Мисевич, пытаясь руководить в отсутствие босса, предложил: готовим программу к гастролям в России. Вместо «Весёлых нищих», они под вопросом, нужно хотя бы три-четыре новых песни. Пара есть, нужно доделать «Русский лес» и My heart will go on, для обеих допилить текст, согласовать их включение в репертуар.
— Меня возьмёте в качестве гитариста? — ненавязчиво спросил Егор, тон удивил бы и Сазонова, и Демидовича, привыкших к его нагловатой манере поведения. — На вокал я не гожусь даже в бэк.
— А вакансия? Состав утверждён Министерством культуры, — расстроил его Мисевич.
— Так помощника звукача нет! — подсказал Дёмин. — Егор, тебе ж на первый раз не важно? Только жить будешь в двухместном номере, одноместные полагаются музыкантам. Мы — чёрная кость.
По хитрющему лицу администратора Егор понял, что «чёрному сословию» при «Песнярах» живётся вполне неплохо. Он попытался расспросить его — как именно.
— Ой вей! Поначалу ставка была 90 рублей в месяц для солистов, когда выступали, а в репетиционные недели, без концертов, из расчёта 45 руб. в месяц, — увидев, как вытянулось лицо у «композитора», хихикнул и добавил: — Не мельтеши. Всё будет пучком.
И хитро подмигнул.
Такая постановка вопроса не нравилась совершенно. Как «пучком» перевести в конкретную сумму? Но, похоже, требовалось решение самого Мулявина, включение в штат филармонии на должность помощника звукооператора и лишь потом…
В принципе, он волен уйти в любой момент, на представительские расходы во время гастролей сумеет что-то выдоить из Образцова.

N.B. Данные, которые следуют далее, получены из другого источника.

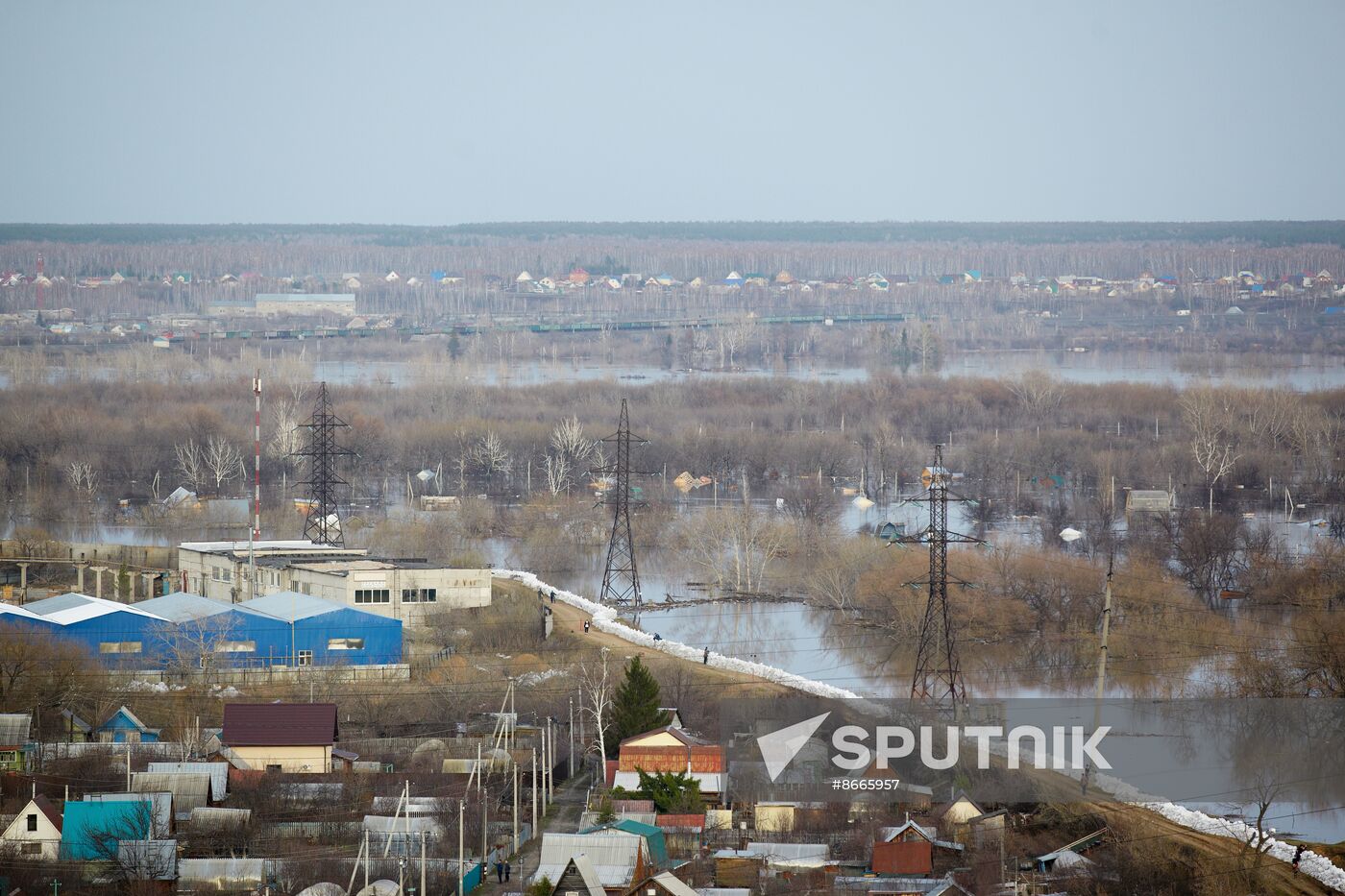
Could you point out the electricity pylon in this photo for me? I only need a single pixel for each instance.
(938, 677)
(622, 577)
(323, 523)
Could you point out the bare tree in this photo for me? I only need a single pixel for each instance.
(1039, 392)
(735, 545)
(191, 463)
(568, 440)
(222, 460)
(557, 472)
(493, 456)
(1210, 444)
(598, 700)
(84, 479)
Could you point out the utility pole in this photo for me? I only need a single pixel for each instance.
(622, 577)
(938, 677)
(1102, 664)
(323, 523)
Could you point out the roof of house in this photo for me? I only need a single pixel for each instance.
(669, 882)
(130, 715)
(668, 729)
(90, 828)
(280, 724)
(13, 728)
(652, 837)
(588, 873)
(47, 809)
(10, 610)
(218, 774)
(614, 856)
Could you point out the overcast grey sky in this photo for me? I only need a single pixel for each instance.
(444, 111)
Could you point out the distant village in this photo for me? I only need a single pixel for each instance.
(37, 298)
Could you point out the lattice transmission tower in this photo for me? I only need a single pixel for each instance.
(323, 523)
(938, 677)
(622, 579)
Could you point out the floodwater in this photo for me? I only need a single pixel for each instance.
(1298, 373)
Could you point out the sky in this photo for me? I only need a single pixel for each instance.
(439, 113)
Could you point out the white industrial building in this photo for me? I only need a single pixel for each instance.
(406, 590)
(269, 304)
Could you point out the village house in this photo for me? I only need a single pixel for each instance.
(286, 738)
(670, 750)
(36, 832)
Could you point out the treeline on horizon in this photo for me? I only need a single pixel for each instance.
(1266, 233)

А в качестве источника дохода сам собой напрашивался «Верас».
Отыграв партии ритм-гитары, не особо сложные, и изображая бэк-вокал, но вдали от микрофонов, Егор тиснул руки музыкантам и отправился к троллейбусной остановке — единственный, потому что все новообретённые коллеги расселись по «Жигулям» да «Волгам» или заказали по телефону такси.
Около гастронома «Столичный» он бросил двушку в автомат и набрал рабочий номер Элеоноры. Больше всего бесило в дисках номеронабирателей уличных телефонов, что они были подёрнуты ржавчиной, а металл в дырках немилосердно шваркал по ногтям. Ему-то, мужику, всё равно, а каково девушкам? Правда, самые находчивые из них носили с собой карандаш и набирали абонента, вставляя этот карандаш в нужные отверстия.
— Привет! Пойдёшь работать заведующей комиссионным магазином?
Девушка, похоже, пила кофе или чай, потому что поперхнулась.
— Валентина Ивановна вообще меня уволить хотела.
— У тебя есть рыцарь, хоть он и не твой любовник, а лишь поклонник-воздыхатель, и этот рыцарь защитит. Если не сообразила сразу, то он — это я.
Судя по тихому голосу, Элеонора отвечала, прикрыв трубку ладошкой.
— Кобра в кабинете Бекетова. Может услышать. Наберёшь меня вечером?